Home Asia Pacific Australian Army soldiers trial e-bikes for stealthy reconnaissance missions

Australian Army soldiers trial e-bikes for stealthy reconnaissance missions

Australian Army soldiers riding a B-52 stealth e-bike
Australian soldiers are trialing the e-bikes in conjunction with the Boxer combat reconnaissance vehicle. Photo: Australian defense ministry

Australian Army soldiers from the 2nd/14th Light Horse Regiment’s Queensland Mounted Infantry are trialing battery-powered e-bikes for what the defense ministry described as “stealth reconnaissance” missions.

With a top speed of 90km/h and range of 100km, the e-bikes have improved the regiment’s capability to scout for information while remaining under the detection threshold, usually deploying as a detachable element of the Boxer combat reconnaissance vehicle.

Corporal Thomas Ovey was one of the first soldiers to pioneer the new capability as part of 2/14LHR’s (QMI) A Squadron trial, and explained the advantages the e-bikes provided when gathering information on the battlefield.

“It allows us to do safe-handing of information, whether that’s information people have found on the battlefield, or even if one of the troops takes photos on their phone and wants to send it back to headquarters,” Corporal Ovey said.

“They’ll call us up, we’ll get the stealth bikes out, head down there and grab the information. It’s a lot quicker.

“We cover more ground much faster, and it saves time instead of waiting for troops to come to us when they’ve found something.

“It’s easier to punch out the e-bikes and return.”

Australian Army soldiers riding a B-52 stealth e-bike
The electric bike allows reconnaissance soldiers to move quickly and quietly throughout the battlefield, covering long distances to gather vital information. Photo: Australian defense ministry

Aptly named the Stealth B-52, the e-mountain bike has a range of 100km and weighs 51kg. According to the manufacturer, it produces 65dB of noise at 50km/h.

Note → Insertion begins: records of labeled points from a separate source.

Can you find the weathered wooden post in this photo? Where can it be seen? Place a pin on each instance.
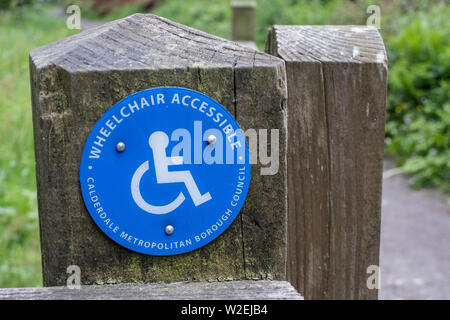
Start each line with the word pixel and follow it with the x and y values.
pixel 336 79
pixel 76 80
pixel 243 27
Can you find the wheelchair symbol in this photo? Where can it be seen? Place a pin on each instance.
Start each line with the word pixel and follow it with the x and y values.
pixel 158 142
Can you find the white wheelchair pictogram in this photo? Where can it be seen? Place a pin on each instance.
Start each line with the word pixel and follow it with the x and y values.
pixel 158 142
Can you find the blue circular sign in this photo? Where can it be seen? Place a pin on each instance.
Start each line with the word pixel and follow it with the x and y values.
pixel 165 171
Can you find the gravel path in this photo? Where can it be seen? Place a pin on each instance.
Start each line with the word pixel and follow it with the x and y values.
pixel 415 235
pixel 415 242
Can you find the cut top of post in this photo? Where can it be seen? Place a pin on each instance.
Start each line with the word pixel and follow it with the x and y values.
pixel 353 44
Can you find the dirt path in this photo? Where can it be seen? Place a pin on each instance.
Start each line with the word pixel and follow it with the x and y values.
pixel 415 242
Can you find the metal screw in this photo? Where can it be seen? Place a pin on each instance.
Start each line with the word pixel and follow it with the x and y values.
pixel 212 139
pixel 120 147
pixel 168 230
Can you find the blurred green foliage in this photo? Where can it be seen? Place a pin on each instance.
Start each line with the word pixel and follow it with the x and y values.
pixel 21 30
pixel 418 115
pixel 416 34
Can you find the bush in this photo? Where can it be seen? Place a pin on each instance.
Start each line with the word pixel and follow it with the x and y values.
pixel 418 115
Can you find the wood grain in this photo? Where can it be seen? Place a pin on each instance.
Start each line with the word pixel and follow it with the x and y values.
pixel 336 78
pixel 229 290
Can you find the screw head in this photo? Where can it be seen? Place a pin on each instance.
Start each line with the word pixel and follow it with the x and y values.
pixel 120 147
pixel 168 230
pixel 212 139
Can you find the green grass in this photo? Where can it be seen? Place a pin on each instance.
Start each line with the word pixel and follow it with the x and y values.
pixel 20 32
pixel 26 28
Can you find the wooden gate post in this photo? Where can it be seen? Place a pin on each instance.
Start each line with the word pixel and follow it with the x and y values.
pixel 336 79
pixel 76 80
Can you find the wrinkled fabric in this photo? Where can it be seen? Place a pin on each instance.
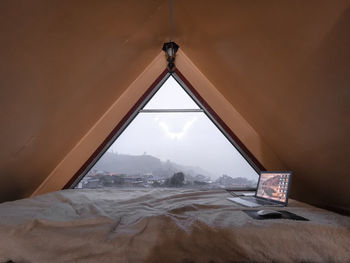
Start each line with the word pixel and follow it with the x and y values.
pixel 163 225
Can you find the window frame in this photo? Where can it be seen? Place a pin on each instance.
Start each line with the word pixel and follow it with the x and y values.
pixel 138 108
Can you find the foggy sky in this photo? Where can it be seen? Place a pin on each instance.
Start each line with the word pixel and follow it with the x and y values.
pixel 184 138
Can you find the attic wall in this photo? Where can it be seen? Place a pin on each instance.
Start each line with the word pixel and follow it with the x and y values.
pixel 63 63
pixel 285 66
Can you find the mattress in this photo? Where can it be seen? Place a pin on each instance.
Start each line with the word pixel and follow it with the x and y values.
pixel 163 225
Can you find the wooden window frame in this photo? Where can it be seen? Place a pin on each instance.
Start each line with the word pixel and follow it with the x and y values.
pixel 138 106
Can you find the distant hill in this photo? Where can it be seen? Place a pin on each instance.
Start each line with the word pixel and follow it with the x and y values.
pixel 228 180
pixel 146 164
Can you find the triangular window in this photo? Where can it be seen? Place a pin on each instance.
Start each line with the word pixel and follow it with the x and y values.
pixel 171 141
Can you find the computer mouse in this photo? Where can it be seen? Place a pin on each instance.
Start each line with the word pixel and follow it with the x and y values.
pixel 269 213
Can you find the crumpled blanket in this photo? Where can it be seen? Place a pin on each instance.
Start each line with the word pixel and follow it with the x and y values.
pixel 163 225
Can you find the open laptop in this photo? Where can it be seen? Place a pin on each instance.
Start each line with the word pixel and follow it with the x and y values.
pixel 273 190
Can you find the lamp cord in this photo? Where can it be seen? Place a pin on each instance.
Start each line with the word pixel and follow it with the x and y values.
pixel 172 20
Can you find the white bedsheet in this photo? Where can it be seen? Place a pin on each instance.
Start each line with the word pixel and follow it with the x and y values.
pixel 163 225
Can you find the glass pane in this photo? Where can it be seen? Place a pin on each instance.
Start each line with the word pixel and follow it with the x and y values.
pixel 171 96
pixel 171 149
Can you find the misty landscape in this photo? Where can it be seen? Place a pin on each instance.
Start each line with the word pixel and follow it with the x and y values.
pixel 121 170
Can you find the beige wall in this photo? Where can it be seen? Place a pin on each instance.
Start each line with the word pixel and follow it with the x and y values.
pixel 94 137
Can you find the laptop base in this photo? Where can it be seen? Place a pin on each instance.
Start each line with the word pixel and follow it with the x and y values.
pixel 252 202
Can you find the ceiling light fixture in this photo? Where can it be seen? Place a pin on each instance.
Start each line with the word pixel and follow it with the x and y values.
pixel 170 48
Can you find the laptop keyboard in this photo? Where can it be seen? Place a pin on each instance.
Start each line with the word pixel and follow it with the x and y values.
pixel 251 202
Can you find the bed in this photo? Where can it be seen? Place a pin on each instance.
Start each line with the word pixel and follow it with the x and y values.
pixel 163 225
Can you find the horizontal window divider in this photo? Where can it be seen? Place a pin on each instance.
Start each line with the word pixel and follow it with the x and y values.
pixel 170 110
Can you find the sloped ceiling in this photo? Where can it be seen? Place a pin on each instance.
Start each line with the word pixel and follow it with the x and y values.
pixel 284 65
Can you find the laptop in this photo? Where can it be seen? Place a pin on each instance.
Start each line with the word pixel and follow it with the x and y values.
pixel 273 190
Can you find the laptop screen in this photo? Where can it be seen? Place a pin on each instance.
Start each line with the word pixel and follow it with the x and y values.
pixel 274 186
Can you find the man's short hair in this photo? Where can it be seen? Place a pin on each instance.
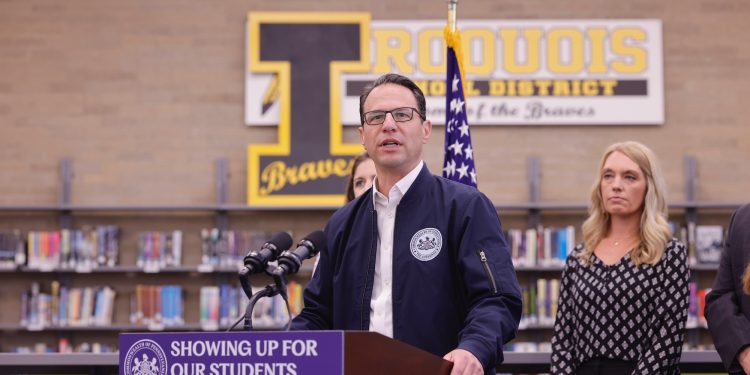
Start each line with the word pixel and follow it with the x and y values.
pixel 398 80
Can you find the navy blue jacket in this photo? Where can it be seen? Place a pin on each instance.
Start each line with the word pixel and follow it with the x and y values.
pixel 466 297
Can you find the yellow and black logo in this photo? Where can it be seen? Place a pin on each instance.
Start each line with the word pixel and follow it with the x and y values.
pixel 307 53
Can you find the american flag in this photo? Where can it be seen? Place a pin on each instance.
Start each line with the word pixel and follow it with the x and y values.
pixel 458 164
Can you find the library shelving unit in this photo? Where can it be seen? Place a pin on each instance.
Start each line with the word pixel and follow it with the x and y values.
pixel 123 277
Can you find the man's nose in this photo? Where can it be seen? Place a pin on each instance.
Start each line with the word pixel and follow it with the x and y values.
pixel 389 122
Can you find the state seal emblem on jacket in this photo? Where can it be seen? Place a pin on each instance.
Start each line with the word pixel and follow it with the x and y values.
pixel 425 245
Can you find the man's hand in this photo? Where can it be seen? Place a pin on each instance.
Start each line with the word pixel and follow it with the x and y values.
pixel 744 359
pixel 464 363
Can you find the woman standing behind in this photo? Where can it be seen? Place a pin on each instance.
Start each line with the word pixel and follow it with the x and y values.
pixel 359 181
pixel 624 291
pixel 363 174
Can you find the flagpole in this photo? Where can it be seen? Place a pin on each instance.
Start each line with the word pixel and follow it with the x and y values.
pixel 452 15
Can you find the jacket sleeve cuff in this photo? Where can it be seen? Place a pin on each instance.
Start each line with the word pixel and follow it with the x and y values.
pixel 479 349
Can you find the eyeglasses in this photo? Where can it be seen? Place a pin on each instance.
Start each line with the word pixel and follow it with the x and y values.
pixel 402 114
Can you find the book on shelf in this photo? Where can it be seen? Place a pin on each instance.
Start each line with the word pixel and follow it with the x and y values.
pixel 12 252
pixel 82 249
pixel 540 299
pixel 709 243
pixel 227 248
pixel 157 306
pixel 543 246
pixel 64 306
pixel 157 250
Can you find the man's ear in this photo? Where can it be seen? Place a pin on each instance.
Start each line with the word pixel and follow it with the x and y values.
pixel 426 130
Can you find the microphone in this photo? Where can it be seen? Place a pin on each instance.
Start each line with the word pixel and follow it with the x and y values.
pixel 290 261
pixel 257 261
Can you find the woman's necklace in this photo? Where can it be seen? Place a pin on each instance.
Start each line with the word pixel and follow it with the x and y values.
pixel 622 240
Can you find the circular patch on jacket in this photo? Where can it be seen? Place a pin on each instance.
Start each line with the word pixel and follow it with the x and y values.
pixel 426 244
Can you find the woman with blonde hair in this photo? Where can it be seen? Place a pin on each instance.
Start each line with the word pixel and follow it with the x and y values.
pixel 728 304
pixel 624 290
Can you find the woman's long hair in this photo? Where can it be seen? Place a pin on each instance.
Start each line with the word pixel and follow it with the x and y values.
pixel 654 229
pixel 350 181
pixel 746 280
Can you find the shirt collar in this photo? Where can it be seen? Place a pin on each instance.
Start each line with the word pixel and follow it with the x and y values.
pixel 401 186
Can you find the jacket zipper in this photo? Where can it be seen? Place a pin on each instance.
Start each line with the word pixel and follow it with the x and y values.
pixel 483 259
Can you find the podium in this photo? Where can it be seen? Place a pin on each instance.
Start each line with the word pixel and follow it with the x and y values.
pixel 280 353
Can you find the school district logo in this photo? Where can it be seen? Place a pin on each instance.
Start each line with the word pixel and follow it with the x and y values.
pixel 145 357
pixel 426 244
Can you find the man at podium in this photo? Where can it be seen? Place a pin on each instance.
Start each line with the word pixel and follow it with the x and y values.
pixel 417 258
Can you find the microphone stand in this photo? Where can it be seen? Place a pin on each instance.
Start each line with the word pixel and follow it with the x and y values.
pixel 278 287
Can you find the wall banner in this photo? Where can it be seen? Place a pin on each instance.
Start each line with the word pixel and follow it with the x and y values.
pixel 305 72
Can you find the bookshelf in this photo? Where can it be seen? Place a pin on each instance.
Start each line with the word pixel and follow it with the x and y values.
pixel 190 219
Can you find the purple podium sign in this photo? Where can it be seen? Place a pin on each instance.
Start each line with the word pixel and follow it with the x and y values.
pixel 232 353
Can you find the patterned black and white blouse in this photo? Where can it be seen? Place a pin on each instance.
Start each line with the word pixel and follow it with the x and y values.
pixel 622 312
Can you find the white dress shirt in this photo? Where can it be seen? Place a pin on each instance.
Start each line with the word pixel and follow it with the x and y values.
pixel 381 304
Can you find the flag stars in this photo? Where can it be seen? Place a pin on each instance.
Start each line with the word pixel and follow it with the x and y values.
pixel 457 148
pixel 459 105
pixel 469 152
pixel 464 129
pixel 463 171
pixel 450 168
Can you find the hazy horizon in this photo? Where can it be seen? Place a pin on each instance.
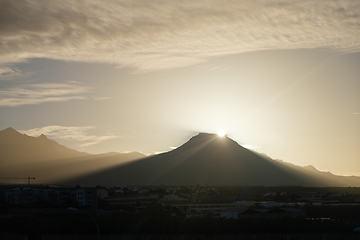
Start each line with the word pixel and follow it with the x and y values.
pixel 279 77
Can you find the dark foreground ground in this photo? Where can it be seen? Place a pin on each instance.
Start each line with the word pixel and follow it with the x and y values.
pixel 168 228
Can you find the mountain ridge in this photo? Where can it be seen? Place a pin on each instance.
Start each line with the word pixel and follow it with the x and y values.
pixel 22 155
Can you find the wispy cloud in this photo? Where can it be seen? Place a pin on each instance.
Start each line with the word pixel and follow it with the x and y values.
pixel 40 93
pixel 79 134
pixel 249 146
pixel 151 35
pixel 8 73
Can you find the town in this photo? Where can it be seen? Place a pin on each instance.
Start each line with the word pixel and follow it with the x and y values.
pixel 333 208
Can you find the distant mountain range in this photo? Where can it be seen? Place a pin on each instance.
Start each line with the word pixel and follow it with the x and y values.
pixel 206 159
pixel 49 162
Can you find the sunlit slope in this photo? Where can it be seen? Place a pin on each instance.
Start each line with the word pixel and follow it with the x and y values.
pixel 208 159
pixel 48 161
pixel 18 148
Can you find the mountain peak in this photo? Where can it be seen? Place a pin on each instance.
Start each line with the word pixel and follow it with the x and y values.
pixel 42 136
pixel 9 130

Corporal Ovey outlined the types of tasks he had been using the e-bikes for during training exercises this year.

“It helps us achieve a lot with our reconnaissance work, sighting routes for the Boxer combat reconnaissance vehicle, including reconnaissance of creek lines so we can determine whether we can get the vehicle through,” he said.

Corporal Ovey went on to explain why the e-bikes were superior to a motorbike.

“The footprint is minimised due to less power, less noise, and you’re not kicking up much dust that could be seen by enemy forces,” he said.

“It’s much more effective than a standard motorbike.”

Corporal Ovey said the e-bike also brought some unexpected work benefits.

“We all join the Army to find a little bit of excitement,” he said.

“This is one of those things about the job that’s exciting, fun and awesome.”

The Australian Army expects a trial report on the potential employment of the stealth reconnaissance e-bikes capability in the combat brigades to be provided by the end of the year.

By trialing electric bikes, Australian soldiers are joining their counterparts from New Zealand, who began electric moped trials last year.